SECRECY OVERVIEW Access restricted: the world’s largest particle accelerator, studying the creation of the Universe.

The Large Hadron Collider (LHC) is a huge scientific instrument that smashes together subatomic particles called protons at speeds close to the speed of light, in order to replicate conditions that occurred in the trillionth of a second after the Big Bang. However, skeptics are concerned that in searching to understand the origins of the Universe, the experiment could bring about its end.

The LHC is run by CERN, the European Organization for Nuclear Research. which authorized funding for the project in 1994. It began operating in 2008, having cost in the region of US$10 billion to build, and consists of a 27-kilometer (17-mile) ring buried 100 meters (330 ft) below ground on the Franco-Swiss border, in an area between the Jura and Alps mountain ranges. The facility makes use of a tunnel previously used for CERN’s Large Electron Positron Collider (LEP), an experiment that was dismantled in 2000.
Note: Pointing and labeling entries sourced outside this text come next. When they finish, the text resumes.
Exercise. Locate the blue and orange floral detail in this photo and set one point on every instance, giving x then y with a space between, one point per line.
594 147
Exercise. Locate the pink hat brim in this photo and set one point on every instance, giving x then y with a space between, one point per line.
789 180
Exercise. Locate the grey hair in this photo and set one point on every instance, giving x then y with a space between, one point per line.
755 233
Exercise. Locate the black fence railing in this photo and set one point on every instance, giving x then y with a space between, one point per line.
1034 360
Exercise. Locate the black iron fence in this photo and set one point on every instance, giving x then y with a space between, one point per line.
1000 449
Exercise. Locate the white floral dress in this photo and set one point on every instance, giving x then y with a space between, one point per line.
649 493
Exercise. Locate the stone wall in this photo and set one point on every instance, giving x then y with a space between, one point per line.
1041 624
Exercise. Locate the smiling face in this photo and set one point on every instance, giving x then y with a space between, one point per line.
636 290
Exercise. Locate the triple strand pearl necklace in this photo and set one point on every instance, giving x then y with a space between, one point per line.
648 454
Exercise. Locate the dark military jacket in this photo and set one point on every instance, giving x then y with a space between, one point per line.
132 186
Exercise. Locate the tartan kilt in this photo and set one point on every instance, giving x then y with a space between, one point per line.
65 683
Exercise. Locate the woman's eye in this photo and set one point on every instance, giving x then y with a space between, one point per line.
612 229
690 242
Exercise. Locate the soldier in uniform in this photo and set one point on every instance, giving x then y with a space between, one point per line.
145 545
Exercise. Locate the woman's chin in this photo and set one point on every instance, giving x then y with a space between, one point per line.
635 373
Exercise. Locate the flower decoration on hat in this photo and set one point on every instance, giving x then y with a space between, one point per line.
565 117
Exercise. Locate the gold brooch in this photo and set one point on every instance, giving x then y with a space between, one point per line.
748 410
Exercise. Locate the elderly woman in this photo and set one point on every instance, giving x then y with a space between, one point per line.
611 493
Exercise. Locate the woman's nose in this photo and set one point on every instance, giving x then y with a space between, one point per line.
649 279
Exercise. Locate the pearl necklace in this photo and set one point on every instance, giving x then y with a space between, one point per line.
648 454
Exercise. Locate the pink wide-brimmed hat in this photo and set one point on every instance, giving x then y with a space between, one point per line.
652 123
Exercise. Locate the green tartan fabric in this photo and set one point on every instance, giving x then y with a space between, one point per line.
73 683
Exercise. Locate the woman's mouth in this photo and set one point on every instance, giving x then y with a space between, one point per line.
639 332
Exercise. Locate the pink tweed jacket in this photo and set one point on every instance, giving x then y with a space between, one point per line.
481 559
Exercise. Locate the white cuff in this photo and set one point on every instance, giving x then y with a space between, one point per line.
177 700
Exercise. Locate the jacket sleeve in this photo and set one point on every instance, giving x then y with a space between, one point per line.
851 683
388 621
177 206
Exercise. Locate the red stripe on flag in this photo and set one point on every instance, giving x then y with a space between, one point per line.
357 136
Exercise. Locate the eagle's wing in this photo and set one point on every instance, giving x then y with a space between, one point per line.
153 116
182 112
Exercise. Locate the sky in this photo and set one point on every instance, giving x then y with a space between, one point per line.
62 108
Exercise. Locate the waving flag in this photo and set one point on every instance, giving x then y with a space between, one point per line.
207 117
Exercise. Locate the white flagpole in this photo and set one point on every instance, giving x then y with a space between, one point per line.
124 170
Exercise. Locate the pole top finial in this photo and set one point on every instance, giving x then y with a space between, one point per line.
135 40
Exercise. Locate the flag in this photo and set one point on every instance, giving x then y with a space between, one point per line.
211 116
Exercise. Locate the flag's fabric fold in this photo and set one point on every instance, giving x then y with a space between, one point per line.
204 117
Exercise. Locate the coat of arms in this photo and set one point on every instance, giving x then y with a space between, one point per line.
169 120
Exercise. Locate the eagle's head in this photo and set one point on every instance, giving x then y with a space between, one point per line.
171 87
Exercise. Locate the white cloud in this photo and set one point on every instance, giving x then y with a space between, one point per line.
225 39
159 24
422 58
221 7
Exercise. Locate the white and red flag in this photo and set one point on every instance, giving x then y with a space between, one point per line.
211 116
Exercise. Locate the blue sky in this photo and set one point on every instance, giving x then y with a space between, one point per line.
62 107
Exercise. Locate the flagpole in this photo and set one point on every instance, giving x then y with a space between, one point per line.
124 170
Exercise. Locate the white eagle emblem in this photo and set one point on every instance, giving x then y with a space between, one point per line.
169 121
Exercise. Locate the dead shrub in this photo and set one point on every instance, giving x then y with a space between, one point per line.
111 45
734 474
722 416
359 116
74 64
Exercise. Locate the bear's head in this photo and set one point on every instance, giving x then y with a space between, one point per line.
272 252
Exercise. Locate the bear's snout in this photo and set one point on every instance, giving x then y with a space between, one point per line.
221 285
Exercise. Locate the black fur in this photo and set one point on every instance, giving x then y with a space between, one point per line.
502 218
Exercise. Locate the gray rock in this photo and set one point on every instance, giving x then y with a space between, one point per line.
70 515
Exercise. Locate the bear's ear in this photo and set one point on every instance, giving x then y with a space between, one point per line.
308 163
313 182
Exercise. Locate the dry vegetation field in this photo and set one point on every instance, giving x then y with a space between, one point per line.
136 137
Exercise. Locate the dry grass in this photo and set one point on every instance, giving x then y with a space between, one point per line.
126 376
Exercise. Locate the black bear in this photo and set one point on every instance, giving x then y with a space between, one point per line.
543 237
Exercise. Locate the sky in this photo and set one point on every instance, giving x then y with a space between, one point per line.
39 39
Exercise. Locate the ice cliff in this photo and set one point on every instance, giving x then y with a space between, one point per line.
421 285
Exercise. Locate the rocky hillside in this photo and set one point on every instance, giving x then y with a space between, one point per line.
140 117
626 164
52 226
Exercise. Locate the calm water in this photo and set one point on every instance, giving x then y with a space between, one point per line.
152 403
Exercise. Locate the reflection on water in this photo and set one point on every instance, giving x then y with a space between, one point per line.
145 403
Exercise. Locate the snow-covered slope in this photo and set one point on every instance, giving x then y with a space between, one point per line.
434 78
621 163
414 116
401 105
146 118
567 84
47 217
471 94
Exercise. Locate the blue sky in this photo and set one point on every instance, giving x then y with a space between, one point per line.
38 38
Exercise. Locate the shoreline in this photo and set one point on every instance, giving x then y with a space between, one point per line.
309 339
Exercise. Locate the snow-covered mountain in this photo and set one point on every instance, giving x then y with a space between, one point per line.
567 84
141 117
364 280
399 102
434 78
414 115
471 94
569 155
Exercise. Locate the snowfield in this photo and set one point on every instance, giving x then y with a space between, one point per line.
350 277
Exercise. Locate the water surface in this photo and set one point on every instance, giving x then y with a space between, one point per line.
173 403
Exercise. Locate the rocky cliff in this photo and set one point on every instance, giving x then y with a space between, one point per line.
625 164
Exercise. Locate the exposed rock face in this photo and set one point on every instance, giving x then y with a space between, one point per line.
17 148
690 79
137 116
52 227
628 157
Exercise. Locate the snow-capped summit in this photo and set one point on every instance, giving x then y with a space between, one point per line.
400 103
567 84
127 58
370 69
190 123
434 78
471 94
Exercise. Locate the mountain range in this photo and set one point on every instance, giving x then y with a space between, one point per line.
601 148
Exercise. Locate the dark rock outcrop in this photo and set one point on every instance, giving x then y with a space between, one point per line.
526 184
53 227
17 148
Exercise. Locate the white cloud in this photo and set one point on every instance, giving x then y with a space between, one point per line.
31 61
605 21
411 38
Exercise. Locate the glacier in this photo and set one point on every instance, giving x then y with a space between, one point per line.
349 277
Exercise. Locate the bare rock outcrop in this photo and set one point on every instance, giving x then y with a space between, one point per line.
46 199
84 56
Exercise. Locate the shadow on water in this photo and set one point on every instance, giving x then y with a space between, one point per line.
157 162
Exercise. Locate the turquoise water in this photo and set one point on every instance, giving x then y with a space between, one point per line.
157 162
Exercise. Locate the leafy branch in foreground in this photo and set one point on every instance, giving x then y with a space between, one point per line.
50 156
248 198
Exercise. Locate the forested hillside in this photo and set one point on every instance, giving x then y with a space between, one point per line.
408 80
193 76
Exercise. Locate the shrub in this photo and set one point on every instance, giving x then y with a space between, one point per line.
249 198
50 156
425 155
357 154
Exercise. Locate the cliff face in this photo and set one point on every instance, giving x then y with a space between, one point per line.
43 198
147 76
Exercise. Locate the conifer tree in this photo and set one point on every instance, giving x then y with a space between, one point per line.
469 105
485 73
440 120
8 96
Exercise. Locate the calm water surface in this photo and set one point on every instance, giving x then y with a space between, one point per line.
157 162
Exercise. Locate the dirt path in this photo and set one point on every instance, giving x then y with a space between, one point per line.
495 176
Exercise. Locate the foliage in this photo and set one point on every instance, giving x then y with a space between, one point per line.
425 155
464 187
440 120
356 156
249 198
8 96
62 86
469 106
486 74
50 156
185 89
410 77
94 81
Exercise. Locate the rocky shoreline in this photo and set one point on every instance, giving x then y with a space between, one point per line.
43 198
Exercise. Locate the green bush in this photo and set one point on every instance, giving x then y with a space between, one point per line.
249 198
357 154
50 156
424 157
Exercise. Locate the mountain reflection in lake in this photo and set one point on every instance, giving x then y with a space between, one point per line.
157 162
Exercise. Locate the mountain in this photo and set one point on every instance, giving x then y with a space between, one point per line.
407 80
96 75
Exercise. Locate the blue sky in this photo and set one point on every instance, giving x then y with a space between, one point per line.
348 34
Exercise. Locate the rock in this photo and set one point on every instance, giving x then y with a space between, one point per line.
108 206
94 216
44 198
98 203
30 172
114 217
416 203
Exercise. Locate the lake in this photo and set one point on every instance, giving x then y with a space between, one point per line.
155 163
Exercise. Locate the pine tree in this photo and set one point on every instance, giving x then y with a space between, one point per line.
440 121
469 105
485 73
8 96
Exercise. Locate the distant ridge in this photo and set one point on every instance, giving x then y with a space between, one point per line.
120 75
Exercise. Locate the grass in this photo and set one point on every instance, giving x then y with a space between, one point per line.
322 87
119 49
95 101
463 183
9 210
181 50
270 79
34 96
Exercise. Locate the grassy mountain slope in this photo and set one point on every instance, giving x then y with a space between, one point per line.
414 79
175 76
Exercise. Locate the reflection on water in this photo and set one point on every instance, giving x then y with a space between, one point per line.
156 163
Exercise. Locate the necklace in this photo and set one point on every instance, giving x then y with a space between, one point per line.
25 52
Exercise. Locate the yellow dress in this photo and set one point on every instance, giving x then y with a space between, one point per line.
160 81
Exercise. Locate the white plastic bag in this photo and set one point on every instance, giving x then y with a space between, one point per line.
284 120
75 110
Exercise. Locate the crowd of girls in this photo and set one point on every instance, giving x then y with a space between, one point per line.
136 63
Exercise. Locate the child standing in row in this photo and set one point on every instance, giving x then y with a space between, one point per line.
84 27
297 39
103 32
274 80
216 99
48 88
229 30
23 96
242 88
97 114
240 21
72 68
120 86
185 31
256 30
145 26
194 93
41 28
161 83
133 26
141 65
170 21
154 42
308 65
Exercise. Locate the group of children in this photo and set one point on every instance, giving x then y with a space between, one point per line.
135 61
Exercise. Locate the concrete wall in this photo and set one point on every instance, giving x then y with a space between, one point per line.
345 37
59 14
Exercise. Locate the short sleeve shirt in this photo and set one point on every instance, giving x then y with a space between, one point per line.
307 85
The big idea behind the LHC is to expand our scientific knowledge beyond that laid out in the Standard Model—a framework that for several decades has provided the most widely accepted explanation for how subatomic particles function. For all its strengths, it has long been realized that the Standard Model leaves many fundamental questions unanswered. The LHC looks to fill some of these gaps by crashing together two beams of “hadrons”—consisting of protons or lead ions—by firing them in opposite directions around the accelerator, the hadrons gaining in energy as they increase in speed with every lap. The powerful magnetic field required to propel these energy-rich particles is provided by 1,750 superconducting magnets kept just a couple of degrees above absolute zero by several hundred thousand liters of liquid helium provided by a series of above-ground refrigeration plants.

WEIRD SCIENCE A view of the Compact Muon Solenoid (CMS), a giant detector instrument designed to observe an array of particles and phenomena resulting from the LHC’s high-energy collisions. Scientists hope it will provide crucial data to help explain the fundamental structure of the Universe.

After some initial hiccups, the LHC started its experiments in earnest in 2010. At full power, it sends trillions of protons around the accelerator ring at a speed equivalent to 99.9999991 percent of the speed of light, achieving 600 million collisions every second. The effects of these crashes are captured and recorded by one of four vast detectors located at intervals around the accelerator. Each detector weighs several tons and building and fitting them into the LHC was a remarkable feat of engineering. For instance, just one of the detectors—the Atlas detector, which at 7,000 tons is by no means the largest—took a full two years to locate in a specially excavated cavern as deep as a 12-story building.